Well yes the GPU is definitely not the bottleneck.
But the performance is a bit of a mystery to me too.
16bit float is a special case really, CPUs don’t support that data type natively (yet, at least…Alder Lake actually has AVX-512 FP16 support in its P-Cores, but since the E-Cores don’t have AVX-512 and current OS architecture doesn’t allow mixed instruction sets, it is disabled. What exact AVX-512 subsets Ryzen 7xxx will support is still to be revealed), so what happens is that FP16 just gets converted to 32bit float and then uses that code path.
But I did notice that even my crappy CPU with only 4 cores/threads can’t get 100% CPU usage consistently with brushes that should multithread well when using 16bit int.

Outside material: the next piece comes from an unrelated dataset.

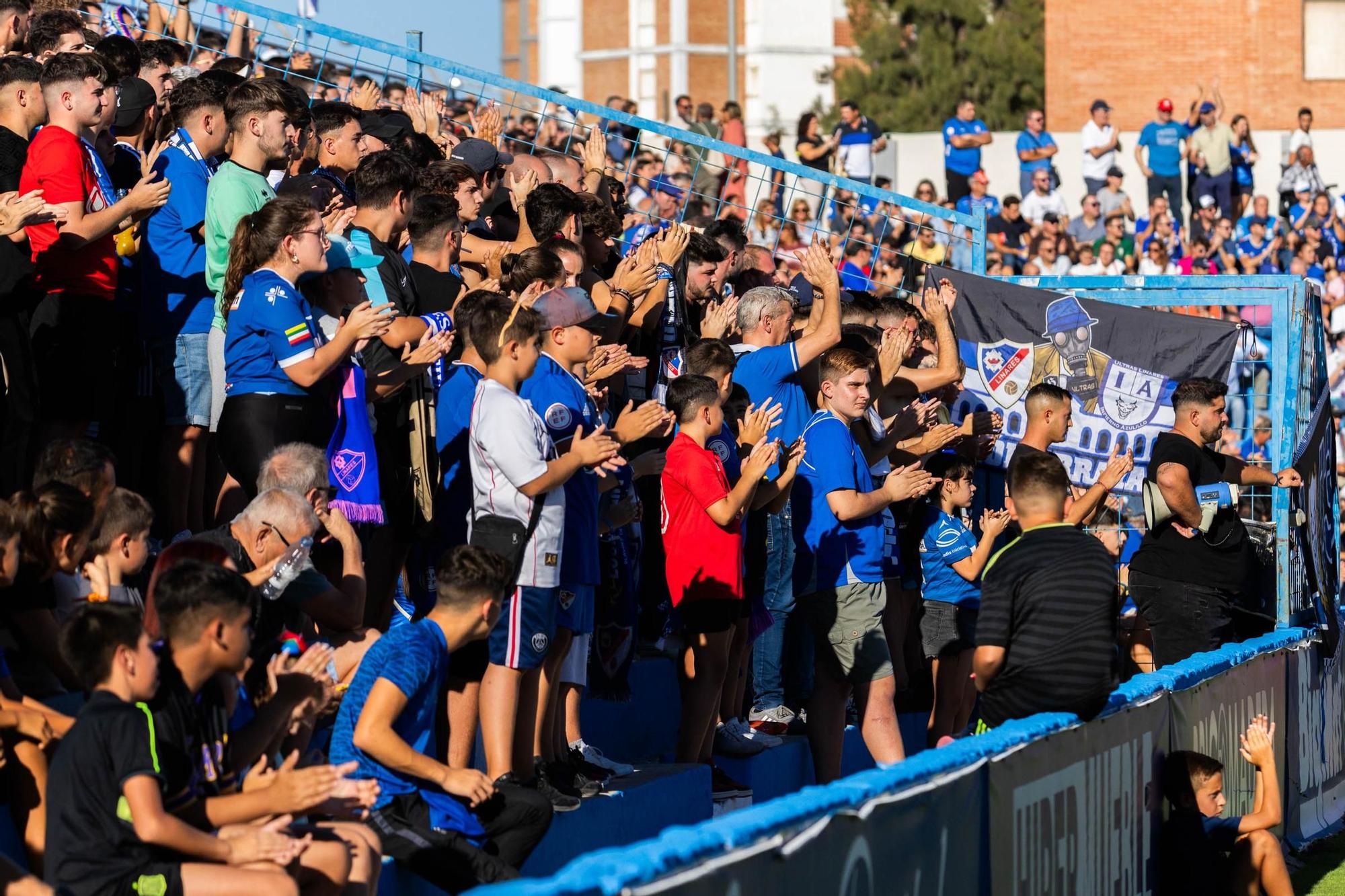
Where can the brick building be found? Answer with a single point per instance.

There have been some obvious code reasons for low performance, like blending modes were not SIMD optimized for 16 bits, aswell as some brush engine code.
But I implemented the former, and (most of?) the latter was addressed by other people meanwhile, and while the synthetic brush benchmark shows great improvements, it didn’t get much faster in actual Krita usage for me.
My current suspicion is the display part where your 16bit image projection gets uploaded to OpenGL textures is the main issue, that part isn’t multithreaded and it may be so slow that the brush strokes run out of work at every canvas update…but I haven’t investigated that yet.